Under hypoxia stress, fish can slow down their metabolic rate to match reduced energy supply [1,35]. In general, animals delay the depletion of glycogen stores and the accumulation of toxic levels of lactate by reducing their metabolic rate. Lactate is a kind of physiological end-product produced by pyruvate reduction during glycolysis [36]. In the present study in bighead carp, a significant increase of blood lactate in hypoxic conditions indicates that alteration of lactate metabolism may be one of the prominent components of the metabolic stress responses [36]. Simultaneously at this stage, serum glucose at experimental hypoxia level also significantly increased when compared to normoxic conditions.

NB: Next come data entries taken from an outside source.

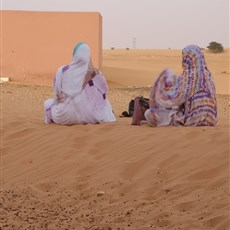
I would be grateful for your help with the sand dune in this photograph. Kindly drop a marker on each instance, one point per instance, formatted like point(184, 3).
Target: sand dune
point(164, 178)
point(140, 68)
point(114, 176)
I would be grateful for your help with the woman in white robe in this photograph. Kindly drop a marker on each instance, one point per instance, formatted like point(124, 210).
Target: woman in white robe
point(79, 93)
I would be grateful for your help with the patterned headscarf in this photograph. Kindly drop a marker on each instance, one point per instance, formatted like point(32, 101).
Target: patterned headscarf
point(195, 78)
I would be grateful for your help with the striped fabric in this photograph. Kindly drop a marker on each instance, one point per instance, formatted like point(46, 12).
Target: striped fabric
point(193, 91)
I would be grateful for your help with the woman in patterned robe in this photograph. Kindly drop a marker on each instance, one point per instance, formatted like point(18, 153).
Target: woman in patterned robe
point(186, 100)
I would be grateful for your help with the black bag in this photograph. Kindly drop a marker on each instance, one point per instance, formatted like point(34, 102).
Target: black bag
point(141, 104)
point(144, 102)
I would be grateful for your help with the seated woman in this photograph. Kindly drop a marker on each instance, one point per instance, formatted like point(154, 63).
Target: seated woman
point(79, 93)
point(186, 100)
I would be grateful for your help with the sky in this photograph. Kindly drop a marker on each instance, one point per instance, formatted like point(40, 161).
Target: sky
point(152, 24)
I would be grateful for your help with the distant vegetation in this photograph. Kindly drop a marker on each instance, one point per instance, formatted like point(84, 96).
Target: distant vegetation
point(215, 47)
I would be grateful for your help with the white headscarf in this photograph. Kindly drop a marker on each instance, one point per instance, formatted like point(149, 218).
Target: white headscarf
point(69, 79)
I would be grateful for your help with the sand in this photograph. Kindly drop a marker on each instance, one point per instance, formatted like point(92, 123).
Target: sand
point(114, 176)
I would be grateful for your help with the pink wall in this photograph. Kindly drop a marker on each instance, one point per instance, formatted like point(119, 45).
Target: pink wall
point(35, 44)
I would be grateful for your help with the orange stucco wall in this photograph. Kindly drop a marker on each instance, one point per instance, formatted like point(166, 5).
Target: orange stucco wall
point(35, 44)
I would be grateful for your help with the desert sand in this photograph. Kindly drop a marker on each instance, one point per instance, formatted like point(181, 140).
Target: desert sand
point(114, 176)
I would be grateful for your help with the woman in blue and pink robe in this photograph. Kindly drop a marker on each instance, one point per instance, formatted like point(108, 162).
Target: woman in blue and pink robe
point(80, 93)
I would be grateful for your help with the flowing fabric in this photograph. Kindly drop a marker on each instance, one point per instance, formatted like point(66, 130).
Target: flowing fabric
point(189, 98)
point(76, 101)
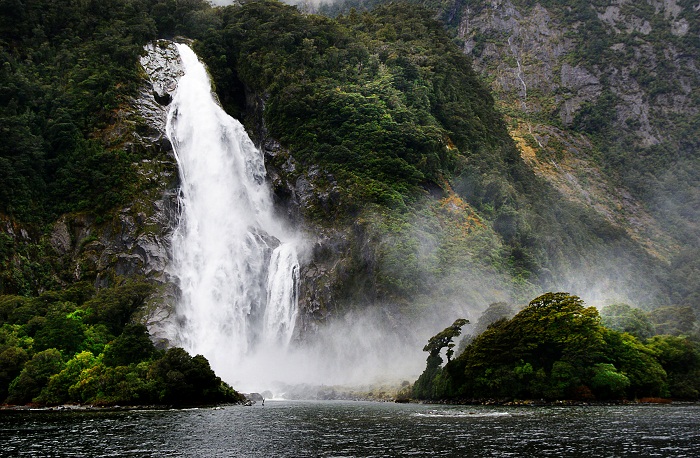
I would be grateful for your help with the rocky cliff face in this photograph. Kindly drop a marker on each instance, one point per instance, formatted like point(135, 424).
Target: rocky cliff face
point(558, 72)
point(134, 241)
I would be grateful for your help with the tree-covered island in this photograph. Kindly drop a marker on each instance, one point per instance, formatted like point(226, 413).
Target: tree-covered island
point(556, 348)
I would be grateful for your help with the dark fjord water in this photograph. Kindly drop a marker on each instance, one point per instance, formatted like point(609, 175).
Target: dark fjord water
point(357, 429)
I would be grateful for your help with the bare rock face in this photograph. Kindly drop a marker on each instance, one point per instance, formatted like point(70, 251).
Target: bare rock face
point(135, 241)
point(533, 57)
point(163, 67)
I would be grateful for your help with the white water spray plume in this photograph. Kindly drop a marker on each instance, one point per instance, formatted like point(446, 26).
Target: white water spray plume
point(237, 266)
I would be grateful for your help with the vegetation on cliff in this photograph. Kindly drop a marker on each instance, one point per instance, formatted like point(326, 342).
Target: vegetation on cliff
point(556, 348)
point(384, 114)
point(81, 346)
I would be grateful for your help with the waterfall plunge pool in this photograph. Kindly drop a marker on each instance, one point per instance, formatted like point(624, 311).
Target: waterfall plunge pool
point(357, 429)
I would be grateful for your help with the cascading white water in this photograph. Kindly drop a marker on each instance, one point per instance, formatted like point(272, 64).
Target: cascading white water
point(237, 267)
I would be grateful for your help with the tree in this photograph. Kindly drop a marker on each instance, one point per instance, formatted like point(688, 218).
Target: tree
point(431, 384)
point(625, 318)
point(444, 339)
point(132, 346)
point(34, 376)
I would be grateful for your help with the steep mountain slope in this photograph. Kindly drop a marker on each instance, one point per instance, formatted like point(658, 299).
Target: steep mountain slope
point(380, 141)
point(601, 98)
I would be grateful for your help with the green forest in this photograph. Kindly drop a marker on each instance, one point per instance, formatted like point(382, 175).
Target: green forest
point(557, 348)
point(389, 107)
point(81, 346)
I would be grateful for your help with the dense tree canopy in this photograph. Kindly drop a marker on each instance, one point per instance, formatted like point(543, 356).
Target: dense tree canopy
point(80, 346)
point(556, 348)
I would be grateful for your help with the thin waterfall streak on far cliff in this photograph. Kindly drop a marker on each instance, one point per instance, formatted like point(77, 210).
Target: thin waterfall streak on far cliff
point(236, 266)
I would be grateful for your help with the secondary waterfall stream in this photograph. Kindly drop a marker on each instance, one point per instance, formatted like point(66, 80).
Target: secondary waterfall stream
point(236, 265)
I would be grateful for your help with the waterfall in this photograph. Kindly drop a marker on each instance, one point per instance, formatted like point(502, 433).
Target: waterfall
point(236, 266)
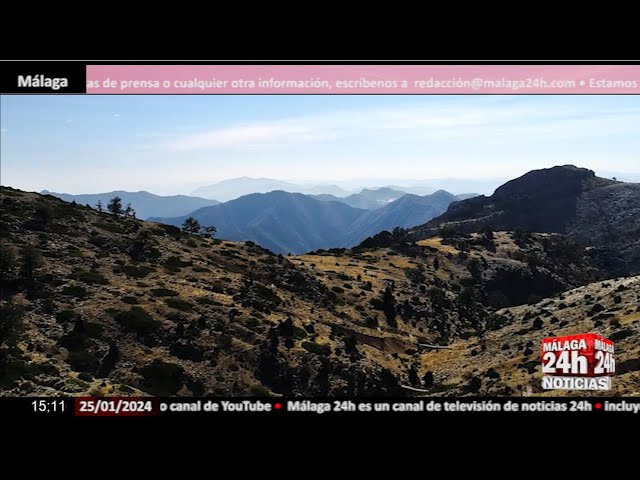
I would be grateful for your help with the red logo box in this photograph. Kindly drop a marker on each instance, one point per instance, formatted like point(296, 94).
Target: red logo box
point(584, 355)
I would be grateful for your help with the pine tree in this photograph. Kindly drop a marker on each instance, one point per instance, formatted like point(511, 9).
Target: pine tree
point(115, 206)
point(128, 212)
point(191, 225)
point(389, 307)
point(209, 231)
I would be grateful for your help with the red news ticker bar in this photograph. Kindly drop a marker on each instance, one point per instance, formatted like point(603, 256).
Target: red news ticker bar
point(363, 79)
point(115, 407)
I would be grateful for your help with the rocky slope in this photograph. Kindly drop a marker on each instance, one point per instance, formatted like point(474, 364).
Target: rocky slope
point(101, 305)
point(598, 212)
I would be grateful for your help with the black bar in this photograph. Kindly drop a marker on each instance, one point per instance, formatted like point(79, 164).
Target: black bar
point(43, 77)
point(399, 408)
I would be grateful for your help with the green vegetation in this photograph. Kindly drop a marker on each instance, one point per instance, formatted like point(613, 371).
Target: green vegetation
point(179, 304)
point(73, 290)
point(316, 348)
point(91, 278)
point(137, 320)
point(141, 271)
point(162, 378)
point(164, 292)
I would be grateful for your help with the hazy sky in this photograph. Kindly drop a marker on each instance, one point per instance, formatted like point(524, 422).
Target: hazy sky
point(170, 144)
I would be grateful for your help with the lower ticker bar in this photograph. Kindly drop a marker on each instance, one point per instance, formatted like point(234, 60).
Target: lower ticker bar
point(300, 407)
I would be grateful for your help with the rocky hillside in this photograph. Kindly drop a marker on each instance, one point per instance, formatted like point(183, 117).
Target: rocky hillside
point(601, 213)
point(102, 305)
point(505, 360)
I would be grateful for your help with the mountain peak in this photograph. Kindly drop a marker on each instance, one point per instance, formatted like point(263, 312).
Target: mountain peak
point(546, 181)
point(564, 199)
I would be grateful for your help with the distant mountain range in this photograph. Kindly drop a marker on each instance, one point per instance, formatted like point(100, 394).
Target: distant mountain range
point(407, 211)
point(367, 199)
point(144, 203)
point(280, 221)
point(375, 193)
point(295, 223)
point(238, 187)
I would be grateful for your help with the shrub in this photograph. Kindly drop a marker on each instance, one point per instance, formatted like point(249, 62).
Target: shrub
point(260, 391)
point(77, 291)
point(10, 321)
point(82, 361)
point(66, 316)
point(176, 262)
point(316, 348)
point(110, 227)
point(162, 379)
point(137, 272)
point(92, 278)
point(137, 320)
point(179, 304)
point(201, 269)
point(163, 292)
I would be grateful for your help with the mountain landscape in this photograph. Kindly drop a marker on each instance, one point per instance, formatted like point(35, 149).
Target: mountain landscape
point(295, 223)
point(600, 212)
point(280, 221)
point(99, 304)
point(144, 203)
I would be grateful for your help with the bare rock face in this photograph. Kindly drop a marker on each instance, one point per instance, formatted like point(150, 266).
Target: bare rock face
point(598, 212)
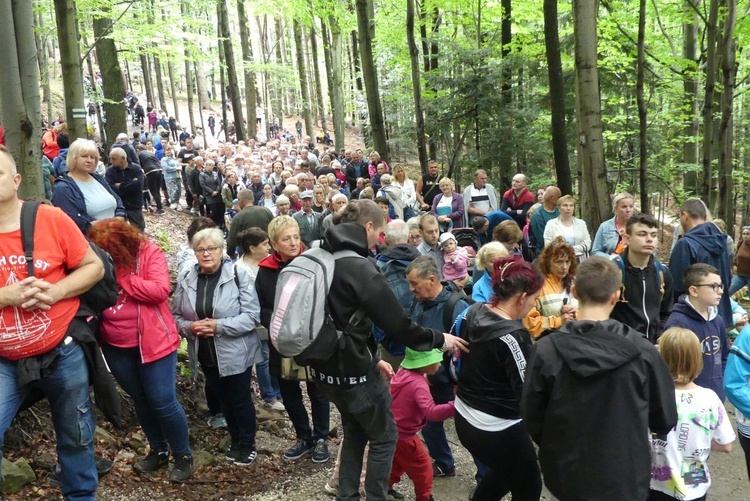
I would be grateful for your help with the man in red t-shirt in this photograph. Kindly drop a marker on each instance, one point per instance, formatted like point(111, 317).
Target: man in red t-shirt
point(37, 317)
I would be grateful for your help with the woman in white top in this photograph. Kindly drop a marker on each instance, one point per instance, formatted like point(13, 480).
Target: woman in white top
point(408, 191)
point(269, 199)
point(572, 229)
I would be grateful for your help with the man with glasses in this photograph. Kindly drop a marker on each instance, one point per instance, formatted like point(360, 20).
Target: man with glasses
point(702, 242)
point(647, 292)
point(696, 311)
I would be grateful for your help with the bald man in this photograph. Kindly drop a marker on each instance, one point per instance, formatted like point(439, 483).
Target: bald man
point(126, 179)
point(518, 200)
point(545, 213)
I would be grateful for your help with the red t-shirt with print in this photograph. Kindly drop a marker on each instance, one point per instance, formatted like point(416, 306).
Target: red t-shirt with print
point(59, 246)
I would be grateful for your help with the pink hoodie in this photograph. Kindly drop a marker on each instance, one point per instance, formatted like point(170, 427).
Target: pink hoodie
point(413, 404)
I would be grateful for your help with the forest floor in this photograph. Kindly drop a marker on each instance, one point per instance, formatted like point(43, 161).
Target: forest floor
point(270, 477)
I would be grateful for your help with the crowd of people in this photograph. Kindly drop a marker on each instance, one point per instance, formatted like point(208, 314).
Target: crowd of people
point(496, 309)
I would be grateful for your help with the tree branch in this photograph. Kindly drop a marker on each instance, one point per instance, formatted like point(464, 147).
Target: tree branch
point(108, 30)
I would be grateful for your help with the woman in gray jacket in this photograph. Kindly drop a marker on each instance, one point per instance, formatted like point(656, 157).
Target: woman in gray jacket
point(216, 309)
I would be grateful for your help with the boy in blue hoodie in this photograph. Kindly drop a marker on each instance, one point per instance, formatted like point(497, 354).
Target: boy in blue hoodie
point(697, 310)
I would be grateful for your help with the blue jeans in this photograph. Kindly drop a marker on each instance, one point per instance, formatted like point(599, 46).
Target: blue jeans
point(738, 282)
point(152, 388)
point(367, 419)
point(269, 384)
point(67, 391)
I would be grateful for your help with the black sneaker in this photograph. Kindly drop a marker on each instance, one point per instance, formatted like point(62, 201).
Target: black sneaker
point(152, 462)
point(182, 470)
point(320, 452)
point(299, 449)
point(442, 471)
point(394, 494)
point(245, 457)
point(233, 453)
point(103, 466)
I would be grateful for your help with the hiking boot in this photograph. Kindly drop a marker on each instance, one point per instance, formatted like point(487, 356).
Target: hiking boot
point(182, 470)
point(152, 462)
point(442, 471)
point(245, 457)
point(217, 421)
point(103, 466)
point(320, 452)
point(394, 494)
point(331, 487)
point(299, 449)
point(233, 453)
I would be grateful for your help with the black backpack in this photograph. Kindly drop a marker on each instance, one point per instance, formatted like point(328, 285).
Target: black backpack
point(97, 299)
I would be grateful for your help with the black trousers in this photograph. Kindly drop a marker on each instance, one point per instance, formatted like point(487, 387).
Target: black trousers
point(236, 396)
point(291, 393)
point(510, 457)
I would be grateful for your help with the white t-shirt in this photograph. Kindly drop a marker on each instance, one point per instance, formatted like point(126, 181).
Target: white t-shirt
point(679, 466)
point(100, 204)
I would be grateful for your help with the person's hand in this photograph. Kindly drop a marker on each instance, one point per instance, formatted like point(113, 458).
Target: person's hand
point(454, 343)
point(386, 370)
point(40, 294)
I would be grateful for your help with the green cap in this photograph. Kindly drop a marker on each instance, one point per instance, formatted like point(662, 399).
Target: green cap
point(417, 359)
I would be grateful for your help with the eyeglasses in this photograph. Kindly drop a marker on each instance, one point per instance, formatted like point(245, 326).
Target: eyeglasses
point(209, 250)
point(714, 287)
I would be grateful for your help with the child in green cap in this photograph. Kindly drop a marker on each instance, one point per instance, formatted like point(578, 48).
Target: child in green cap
point(412, 407)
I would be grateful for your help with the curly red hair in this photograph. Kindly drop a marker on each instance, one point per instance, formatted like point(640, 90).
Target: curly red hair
point(121, 240)
point(556, 250)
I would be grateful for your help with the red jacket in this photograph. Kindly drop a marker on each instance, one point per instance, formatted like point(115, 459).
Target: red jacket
point(142, 307)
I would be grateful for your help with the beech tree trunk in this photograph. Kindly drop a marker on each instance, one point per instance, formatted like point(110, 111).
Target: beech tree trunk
point(557, 98)
point(316, 75)
point(642, 109)
point(590, 138)
point(234, 87)
point(70, 60)
point(690, 91)
point(708, 102)
point(19, 94)
point(726, 143)
point(366, 32)
point(251, 92)
point(302, 71)
point(416, 85)
point(112, 81)
point(337, 81)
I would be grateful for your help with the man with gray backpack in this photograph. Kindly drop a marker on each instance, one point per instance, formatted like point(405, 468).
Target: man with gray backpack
point(341, 351)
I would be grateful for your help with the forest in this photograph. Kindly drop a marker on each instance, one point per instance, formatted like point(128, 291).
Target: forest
point(596, 96)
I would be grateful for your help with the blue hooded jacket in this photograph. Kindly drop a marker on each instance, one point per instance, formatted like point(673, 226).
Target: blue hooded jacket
point(712, 334)
point(703, 244)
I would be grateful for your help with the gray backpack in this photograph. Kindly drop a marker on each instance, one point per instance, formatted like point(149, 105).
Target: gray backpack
point(301, 324)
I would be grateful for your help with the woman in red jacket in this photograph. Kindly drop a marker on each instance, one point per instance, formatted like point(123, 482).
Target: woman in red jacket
point(139, 339)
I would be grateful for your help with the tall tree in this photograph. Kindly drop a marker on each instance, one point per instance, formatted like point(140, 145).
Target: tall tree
point(234, 86)
point(642, 108)
point(416, 84)
point(590, 134)
point(690, 92)
point(337, 81)
point(302, 71)
point(708, 101)
point(728, 71)
point(366, 33)
point(19, 94)
point(557, 98)
point(188, 70)
point(251, 92)
point(112, 81)
point(316, 75)
point(70, 60)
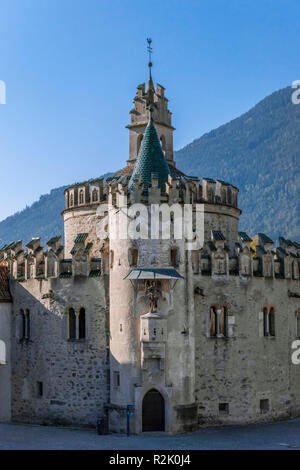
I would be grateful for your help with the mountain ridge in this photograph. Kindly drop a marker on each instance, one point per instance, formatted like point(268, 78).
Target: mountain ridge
point(258, 152)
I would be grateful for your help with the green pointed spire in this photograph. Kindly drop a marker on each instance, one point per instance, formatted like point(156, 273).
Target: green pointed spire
point(150, 160)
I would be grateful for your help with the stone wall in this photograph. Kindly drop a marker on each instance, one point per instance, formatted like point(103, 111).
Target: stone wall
point(81, 220)
point(5, 369)
point(73, 373)
point(247, 367)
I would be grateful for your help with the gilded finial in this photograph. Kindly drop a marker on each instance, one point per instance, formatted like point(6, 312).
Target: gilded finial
point(149, 49)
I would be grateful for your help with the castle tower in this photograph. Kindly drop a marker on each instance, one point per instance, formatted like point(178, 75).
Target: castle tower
point(144, 99)
point(152, 353)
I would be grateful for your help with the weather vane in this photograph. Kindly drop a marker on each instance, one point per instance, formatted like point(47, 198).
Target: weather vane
point(149, 49)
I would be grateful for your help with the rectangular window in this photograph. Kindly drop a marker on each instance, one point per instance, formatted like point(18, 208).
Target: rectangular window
point(223, 408)
point(264, 405)
point(116, 379)
point(298, 325)
point(173, 256)
point(39, 388)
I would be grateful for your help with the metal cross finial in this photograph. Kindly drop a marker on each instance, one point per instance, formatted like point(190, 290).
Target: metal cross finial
point(149, 49)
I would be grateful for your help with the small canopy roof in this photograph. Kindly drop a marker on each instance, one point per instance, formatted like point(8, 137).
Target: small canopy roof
point(154, 273)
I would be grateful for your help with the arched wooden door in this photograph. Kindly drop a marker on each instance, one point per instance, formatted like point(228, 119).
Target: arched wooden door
point(153, 411)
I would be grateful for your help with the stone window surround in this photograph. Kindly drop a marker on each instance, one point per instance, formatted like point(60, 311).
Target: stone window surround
point(25, 318)
point(297, 314)
point(77, 311)
point(266, 321)
point(218, 310)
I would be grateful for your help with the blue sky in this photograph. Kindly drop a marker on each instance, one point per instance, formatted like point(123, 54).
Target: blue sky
point(71, 68)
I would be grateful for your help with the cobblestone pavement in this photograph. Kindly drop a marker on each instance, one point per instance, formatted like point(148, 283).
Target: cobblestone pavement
point(280, 435)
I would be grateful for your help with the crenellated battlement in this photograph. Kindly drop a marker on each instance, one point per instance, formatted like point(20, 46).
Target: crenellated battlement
point(252, 257)
point(35, 262)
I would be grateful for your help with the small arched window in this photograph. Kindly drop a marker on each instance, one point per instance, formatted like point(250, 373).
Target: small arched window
point(82, 323)
point(27, 324)
point(219, 322)
point(298, 324)
point(272, 322)
point(163, 143)
point(22, 325)
point(95, 195)
point(213, 322)
point(81, 200)
point(223, 196)
point(266, 322)
point(174, 257)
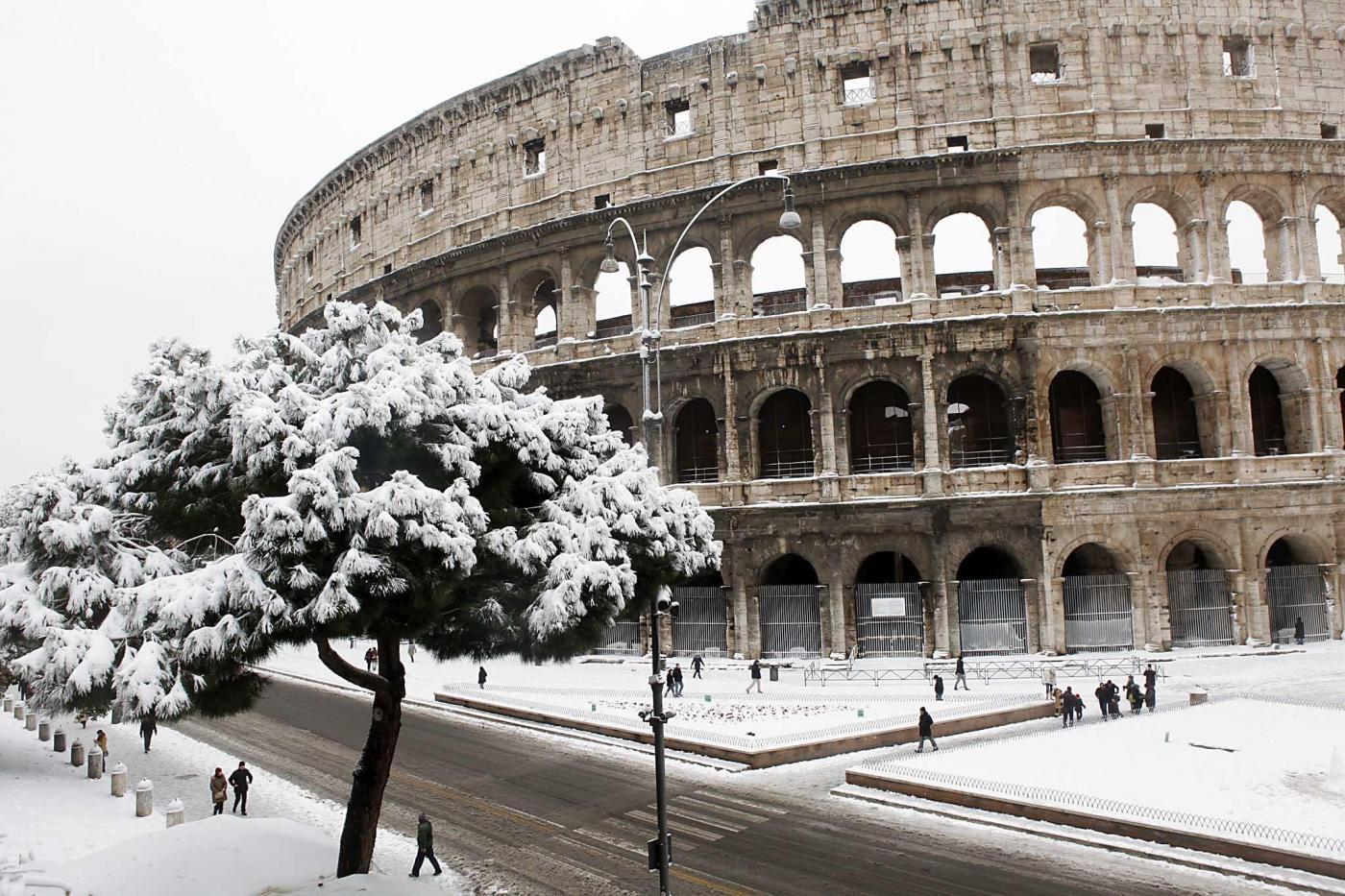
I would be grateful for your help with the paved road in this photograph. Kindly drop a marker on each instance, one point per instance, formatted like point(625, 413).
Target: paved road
point(544, 814)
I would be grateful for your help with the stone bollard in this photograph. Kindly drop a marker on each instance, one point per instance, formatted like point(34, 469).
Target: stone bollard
point(118, 779)
point(144, 798)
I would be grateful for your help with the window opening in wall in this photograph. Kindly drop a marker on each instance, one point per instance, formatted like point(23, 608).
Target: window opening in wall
point(857, 85)
point(1237, 58)
point(1044, 62)
point(534, 157)
point(676, 117)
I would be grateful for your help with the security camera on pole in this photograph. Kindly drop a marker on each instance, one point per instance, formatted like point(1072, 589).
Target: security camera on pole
point(661, 848)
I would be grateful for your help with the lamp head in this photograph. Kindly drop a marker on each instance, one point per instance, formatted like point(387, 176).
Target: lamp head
point(609, 257)
point(790, 218)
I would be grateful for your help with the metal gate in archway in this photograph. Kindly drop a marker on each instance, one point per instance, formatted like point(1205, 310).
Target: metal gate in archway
point(1293, 593)
point(1200, 610)
point(701, 626)
point(1098, 613)
point(890, 619)
point(791, 623)
point(991, 617)
point(622, 638)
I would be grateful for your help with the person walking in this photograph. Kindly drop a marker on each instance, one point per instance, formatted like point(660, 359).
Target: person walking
point(218, 791)
point(756, 675)
point(925, 731)
point(426, 848)
point(241, 779)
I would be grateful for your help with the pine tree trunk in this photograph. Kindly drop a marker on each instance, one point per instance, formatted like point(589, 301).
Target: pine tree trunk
point(376, 765)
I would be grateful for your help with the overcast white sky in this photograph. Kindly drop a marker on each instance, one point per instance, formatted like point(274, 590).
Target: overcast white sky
point(152, 148)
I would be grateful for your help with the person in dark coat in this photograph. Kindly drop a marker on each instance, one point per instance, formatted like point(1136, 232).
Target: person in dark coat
point(426, 846)
point(239, 781)
point(925, 731)
point(218, 791)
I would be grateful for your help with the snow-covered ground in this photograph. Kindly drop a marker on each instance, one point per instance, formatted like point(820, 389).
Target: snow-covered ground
point(58, 825)
point(1253, 762)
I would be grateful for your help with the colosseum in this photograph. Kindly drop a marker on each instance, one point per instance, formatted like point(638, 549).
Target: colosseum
point(938, 447)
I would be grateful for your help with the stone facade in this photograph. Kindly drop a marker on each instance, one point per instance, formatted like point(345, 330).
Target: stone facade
point(453, 213)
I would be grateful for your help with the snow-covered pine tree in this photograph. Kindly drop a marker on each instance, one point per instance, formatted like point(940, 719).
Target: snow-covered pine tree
point(374, 486)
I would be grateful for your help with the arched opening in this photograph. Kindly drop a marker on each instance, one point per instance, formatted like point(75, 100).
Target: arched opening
point(1267, 413)
point(964, 255)
point(1076, 428)
point(991, 608)
point(888, 607)
point(619, 422)
point(612, 303)
point(784, 429)
point(1096, 596)
point(1176, 425)
point(697, 442)
point(1331, 252)
point(1157, 247)
point(779, 285)
point(978, 423)
point(702, 621)
point(1060, 248)
point(1247, 244)
point(870, 265)
point(432, 322)
point(1295, 593)
point(880, 429)
point(692, 288)
point(791, 620)
point(1200, 606)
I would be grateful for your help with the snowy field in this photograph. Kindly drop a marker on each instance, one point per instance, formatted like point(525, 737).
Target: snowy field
point(58, 825)
point(1246, 761)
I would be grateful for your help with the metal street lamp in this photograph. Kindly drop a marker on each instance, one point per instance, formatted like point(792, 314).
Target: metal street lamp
point(661, 849)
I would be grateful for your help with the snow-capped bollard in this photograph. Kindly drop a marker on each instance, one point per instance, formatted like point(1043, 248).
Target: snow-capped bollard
point(118, 779)
point(144, 798)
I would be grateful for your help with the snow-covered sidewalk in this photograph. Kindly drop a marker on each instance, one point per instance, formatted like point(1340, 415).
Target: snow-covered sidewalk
point(60, 825)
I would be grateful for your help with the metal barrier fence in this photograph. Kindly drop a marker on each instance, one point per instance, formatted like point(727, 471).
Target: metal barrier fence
point(1200, 610)
point(1293, 593)
point(701, 626)
point(791, 621)
point(890, 619)
point(992, 617)
point(1098, 613)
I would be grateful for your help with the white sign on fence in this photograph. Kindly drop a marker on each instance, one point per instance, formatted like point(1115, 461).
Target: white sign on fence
point(890, 607)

As oxygen concentration decreased, Hb was expected to increase for the improvement of the transport capacity of oxygen [37,38], however, there were no significant treatment effects seen about Hb between normoxic control group and hypoxia groups. In the study of Indian catfish, Hb didn’t change in an hour under hypoxia as well but showed a decreasing trend after 2 h [38]. Haematocrit value may be a meaningful index, which wasn’t taken in this study, and we would consider taking haematocrit value as an index of possible changes of red cell numbers or volumes in future genetic and transcriptome/proteomics studies for acute hypoxia in bighead carp or other fish species.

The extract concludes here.